GO ahead, all you tough-on-crime czars running loose across the republic - give yourselves a hearty totalitarian slap on the back. Your $17 billion-a-year war on drugs has claimed another casualty. No, it's not a Colombian drug lord or inner-city crack dealer, but a terminally ill Tacoma man seeking the freedom to smoke marijuana for pain relief without fear of police-state retribution.
In an 8-1 decision last week, the Washington state Supreme Court rejected bone cancer patient Ralph Seeley's claim to a constitutionally protected interest in having his doctor - Ernest Conrad, an orthopedic physician - prescribe marijuana.
Dr. Conrad, also director of musculoskeletal oncology at the University of Washington School of Medicine, testified, "If I could prescribe marijuana for him, I would." Washington law allows doctors to prescribe harder illicit drugs including cocaine, PCP, opium and morphine. But the court upheld the state's law banning the use or prescription of leaf marijuana for any purpose.
While the court majority cited numerous cases to justify its view that Seeley had no constitutional right to choose his preferred medical treatment, the justices ignored two key U.S. Supreme Court cases - Roe v. Wade and Planned Parenthood v.
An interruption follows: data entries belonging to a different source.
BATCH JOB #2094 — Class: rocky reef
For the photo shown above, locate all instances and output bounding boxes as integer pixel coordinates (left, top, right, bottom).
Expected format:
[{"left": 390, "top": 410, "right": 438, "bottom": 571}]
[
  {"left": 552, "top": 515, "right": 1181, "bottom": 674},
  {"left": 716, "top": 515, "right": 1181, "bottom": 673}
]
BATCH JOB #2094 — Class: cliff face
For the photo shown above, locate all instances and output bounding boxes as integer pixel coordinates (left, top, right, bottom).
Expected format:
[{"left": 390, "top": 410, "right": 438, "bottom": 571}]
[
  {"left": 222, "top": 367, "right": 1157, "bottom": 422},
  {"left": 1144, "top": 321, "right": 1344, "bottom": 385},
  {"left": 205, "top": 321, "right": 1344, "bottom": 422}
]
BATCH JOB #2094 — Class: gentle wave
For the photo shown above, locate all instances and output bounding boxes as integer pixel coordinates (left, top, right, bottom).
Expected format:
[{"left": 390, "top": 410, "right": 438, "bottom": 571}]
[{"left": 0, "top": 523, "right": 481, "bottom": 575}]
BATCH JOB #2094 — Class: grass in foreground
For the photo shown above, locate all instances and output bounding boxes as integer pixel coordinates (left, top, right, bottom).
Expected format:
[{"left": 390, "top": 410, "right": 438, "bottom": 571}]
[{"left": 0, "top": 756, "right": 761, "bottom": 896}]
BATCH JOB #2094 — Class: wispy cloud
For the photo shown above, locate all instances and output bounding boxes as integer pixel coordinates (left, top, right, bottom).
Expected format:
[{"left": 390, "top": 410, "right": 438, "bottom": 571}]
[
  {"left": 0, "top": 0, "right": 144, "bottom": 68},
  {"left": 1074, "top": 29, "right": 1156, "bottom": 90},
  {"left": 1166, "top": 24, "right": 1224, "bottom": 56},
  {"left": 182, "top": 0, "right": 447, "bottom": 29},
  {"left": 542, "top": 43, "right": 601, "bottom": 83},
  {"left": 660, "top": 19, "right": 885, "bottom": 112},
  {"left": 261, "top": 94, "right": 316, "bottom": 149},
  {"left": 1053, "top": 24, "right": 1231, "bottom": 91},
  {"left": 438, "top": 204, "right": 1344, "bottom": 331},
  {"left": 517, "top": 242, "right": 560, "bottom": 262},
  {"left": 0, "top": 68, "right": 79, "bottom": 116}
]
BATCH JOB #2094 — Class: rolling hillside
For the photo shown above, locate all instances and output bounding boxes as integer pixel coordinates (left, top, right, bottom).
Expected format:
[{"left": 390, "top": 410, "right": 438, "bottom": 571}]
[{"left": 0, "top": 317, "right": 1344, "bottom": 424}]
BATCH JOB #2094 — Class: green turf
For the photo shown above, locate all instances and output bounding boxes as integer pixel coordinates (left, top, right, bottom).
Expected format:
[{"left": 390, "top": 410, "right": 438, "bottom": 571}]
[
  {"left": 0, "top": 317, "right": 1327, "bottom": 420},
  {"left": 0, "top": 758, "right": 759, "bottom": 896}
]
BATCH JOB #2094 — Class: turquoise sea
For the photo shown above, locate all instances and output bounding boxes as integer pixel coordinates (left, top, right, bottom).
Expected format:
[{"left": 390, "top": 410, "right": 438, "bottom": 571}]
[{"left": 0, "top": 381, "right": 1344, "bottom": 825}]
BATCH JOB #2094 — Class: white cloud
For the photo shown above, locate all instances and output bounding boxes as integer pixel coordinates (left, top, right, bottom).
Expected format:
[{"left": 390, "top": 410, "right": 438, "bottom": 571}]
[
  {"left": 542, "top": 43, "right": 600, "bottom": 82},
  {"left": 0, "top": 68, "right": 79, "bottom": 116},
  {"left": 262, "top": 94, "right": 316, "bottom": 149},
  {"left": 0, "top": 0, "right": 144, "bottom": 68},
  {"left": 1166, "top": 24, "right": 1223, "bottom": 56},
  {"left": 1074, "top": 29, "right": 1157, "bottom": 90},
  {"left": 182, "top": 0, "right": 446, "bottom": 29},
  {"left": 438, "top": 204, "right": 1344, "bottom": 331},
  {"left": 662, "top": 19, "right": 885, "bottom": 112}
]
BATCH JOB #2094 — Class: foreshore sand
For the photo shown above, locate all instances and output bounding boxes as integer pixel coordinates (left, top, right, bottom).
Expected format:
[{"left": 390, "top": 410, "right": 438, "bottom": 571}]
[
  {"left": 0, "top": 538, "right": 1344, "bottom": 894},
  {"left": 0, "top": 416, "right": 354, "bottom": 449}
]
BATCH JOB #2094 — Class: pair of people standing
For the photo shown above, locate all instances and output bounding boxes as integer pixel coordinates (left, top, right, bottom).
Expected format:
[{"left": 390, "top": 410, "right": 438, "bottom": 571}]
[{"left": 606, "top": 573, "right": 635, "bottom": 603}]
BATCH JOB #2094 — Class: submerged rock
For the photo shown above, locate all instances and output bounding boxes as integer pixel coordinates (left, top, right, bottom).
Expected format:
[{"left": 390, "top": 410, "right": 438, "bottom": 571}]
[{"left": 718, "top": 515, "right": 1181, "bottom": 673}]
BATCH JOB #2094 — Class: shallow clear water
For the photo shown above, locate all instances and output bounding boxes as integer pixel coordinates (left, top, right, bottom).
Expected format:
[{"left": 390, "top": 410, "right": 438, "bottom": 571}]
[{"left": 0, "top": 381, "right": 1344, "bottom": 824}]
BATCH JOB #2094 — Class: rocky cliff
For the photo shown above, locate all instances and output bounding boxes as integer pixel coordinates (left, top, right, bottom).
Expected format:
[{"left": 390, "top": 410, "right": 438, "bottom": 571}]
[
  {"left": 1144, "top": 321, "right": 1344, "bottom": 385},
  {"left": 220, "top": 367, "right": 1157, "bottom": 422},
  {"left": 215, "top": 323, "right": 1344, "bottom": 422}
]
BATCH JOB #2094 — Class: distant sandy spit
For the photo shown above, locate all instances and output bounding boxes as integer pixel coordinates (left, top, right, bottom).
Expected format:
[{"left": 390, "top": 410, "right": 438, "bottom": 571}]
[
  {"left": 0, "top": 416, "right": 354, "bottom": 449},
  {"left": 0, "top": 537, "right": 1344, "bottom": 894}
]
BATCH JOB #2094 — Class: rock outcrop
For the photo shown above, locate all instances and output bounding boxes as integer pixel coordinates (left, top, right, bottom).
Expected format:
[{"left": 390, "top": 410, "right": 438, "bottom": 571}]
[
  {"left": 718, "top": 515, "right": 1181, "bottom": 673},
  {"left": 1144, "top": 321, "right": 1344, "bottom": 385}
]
Casey - that guarantee individuals the constitutionally protected right to a private medical decision, namely abortion.
Like the high court's recent ruling rejecting a right to physician-assisted suicide, the state Supreme Court's ruling rejecting Seeley's right to physician-prescribed marijuana perpetuates a disturbing legal incongruity: How can terminating a fetus be more fundamental to personal dignity and autonomy than terminating one's own pain?
The court majority said Seeley failed to cite proper "authority supporting his assertion that the right to access an unapproved, controlled substance as treatment for a medical condition is an `important right.' "
It's hard to imagine what legitimate authority the court would have accepted barring divine intervention. Seeley's experience - left vomiting uncontrollably in his hospital bed after chemotherapy, often covered in his own excrement, and unable to tolerate narcotic painkillers - was not deemed "authoritative" enough to prove the importance of one's rights to individual autonomy and physician treatment.
The court majority declined to interfere with the Legislature's absolute prohibition on medical marijuana, citing a larger governmental interest in maintaining "an interlocking trellis of federal and state law to enable government at all levels to control more effectively the drug abuse problem." Better to preserve this "national scheme" of uniformly rigid drug laws, the court found, than to grant a dying man his non-important claim to freedom from excruciating pain. A decision favoring Seeley, after all, might muss up that neat legal trellis constructed with billions of tax dollars - and, heavens, we wouldn't want that.
The court's unwillingness to intervene in this matter is a cruel abdication given its long history of overturning laws deemed unduly oppressive to individuals. As Justice Richard Sanders, the lone dissenter on the bench, noted: "Our court has previously invalidated state and local legislative acts on precisely this ground . . . I doubt many individuals would require Mr. Seeley to suffer extreme nausea in lieu of the relief he could obtain from a marijuana cigarette. But it seems the government is endowed with neither the compassion nor mercy possessed by the ordinary citizen."
Nor common sense. The nation's war on drugs - far from providing the effective controls credited it by the majority in Seeley v. State of Washington - has been a dismal, costly, inefficient failure. Over the past decade, spending on the anti-drug crusade has risen from $5 billion to $17 billion a year. Drug traffickers and dealers are thriving, raking in an estimated $150 billion a year; meanwhile, nearly half of the 1.6 million Americans in jail today are there for nonviolent drug offenses.
They are folks like Martin Martinez, a Seattle crash victim with debilitating nerve pain who was arrested last year for growing medicinal marijuana, and Norm Major, a Eugene, Ore., cancer patient who started taking marijuana on the advice of several doctors and was arrested in May for growing the plant in his basement.
The state Supreme Court passed an opportunity to halt the damage, stem the waste, and extend fundamental protections to the drug war's unintended victims. But the voters of Washington may get a chance in November to declare war on the failed war on drugs if an initiative sponsored by Tacoma doctor Rob Killian, which would allow doctors to recommend marijuana and other illegal drugs to seriously ill patients, qualifies for the ballot this summer.
Until then, drug war generals and foot soldiers are countering attacks with a wrenching plea: What kind of message are we sending our children? Funny. That's exactly my sentiment as I think of Ralph Seeley and the inhumane sacrifice of pain-free life and personal liberty he must now make for the Nanny State's more important pursuit of the Greater Good.